August 24, 2008
Eighth gold: 400 medley relay -- Aug. 17
A frenzy of golden energy, Michael Phelps exited the pool, shaking water off his lithe and lean body. Onto the pool deck splashed the droplets -- those Baltimore roots, the memories from Greece and the immaculate show he had just put on in China.
It all gathered together beautifully and perfectly in a puddle. The swimmer made of gold had made history. In winning his eighth gold medal of these Olympics, Phelps broke Mark Spitz's 36-year-old record, a mark once thought untouchable.
"This is all a dream come true," an emotional Phelps said.
When the 400-meter medley relay was finished, Phelps calmly celebrated. In the stands, his mother and two sisters -- both of whom were dressed in gold -- were soaked in tears, exchanging hugs with anyone and everyone. The party wasn't one of restraint; it was one of shock. How was all of this possible?

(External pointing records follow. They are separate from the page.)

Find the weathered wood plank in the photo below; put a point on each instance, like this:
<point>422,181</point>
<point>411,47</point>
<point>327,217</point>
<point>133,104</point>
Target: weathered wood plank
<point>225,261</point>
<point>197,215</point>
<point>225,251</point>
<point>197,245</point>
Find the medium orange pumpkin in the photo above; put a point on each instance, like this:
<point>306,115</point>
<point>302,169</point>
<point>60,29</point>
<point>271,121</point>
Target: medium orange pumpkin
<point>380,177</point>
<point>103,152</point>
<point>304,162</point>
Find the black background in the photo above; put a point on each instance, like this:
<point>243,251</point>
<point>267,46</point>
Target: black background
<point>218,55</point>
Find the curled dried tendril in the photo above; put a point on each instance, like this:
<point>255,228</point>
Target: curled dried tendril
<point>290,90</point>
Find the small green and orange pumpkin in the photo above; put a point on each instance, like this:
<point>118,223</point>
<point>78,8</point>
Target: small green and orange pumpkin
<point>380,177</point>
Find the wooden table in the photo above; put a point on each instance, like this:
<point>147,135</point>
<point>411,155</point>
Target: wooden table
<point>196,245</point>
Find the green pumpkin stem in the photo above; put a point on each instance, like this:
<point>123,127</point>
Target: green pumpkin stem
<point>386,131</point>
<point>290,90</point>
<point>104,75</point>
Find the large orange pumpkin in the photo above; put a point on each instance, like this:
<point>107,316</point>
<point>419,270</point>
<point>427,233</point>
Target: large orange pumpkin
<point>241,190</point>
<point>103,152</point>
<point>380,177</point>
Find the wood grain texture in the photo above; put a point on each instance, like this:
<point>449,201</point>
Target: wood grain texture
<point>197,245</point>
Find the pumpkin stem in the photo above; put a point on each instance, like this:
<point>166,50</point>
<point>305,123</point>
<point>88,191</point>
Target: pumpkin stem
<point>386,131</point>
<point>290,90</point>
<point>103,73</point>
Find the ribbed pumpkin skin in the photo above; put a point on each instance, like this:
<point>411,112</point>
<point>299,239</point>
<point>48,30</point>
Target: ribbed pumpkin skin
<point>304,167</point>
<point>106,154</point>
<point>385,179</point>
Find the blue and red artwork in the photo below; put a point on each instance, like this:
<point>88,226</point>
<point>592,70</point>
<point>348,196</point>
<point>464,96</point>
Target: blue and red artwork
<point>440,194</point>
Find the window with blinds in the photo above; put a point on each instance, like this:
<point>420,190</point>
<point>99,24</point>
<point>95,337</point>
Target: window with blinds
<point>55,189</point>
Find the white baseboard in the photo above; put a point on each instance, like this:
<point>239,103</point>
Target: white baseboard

"Every day it seems like I'm in sort of a dream world," Phelps had said during his quest. "Sometimes you sort of have to pinch yourself to see if it's really real. "I'm just happy I'm in the real world."
The real world, the one of his own design. The one where water is no obstacle and no record is unbreakable. The one where a young boy from Rodgers Forge could take the entire world along on an incredible journey.
His face is now etched permanently on Baltimore's Mount Rushmore of iconic athletes. But make no mistake, he's different from the other legends who have made Maryland glow. John Unitas, Brooks Robinson and Cal Ripken Jr. were recognized from coast to coast. Babe Ruth was a small blip on the global radar.
But millions of people in China know about Phelps. And millions more around the world do, too. It's not just that what we've all witnessed had never happened before.
It's that we cannot reasonably expect to see anything quite like it ever again.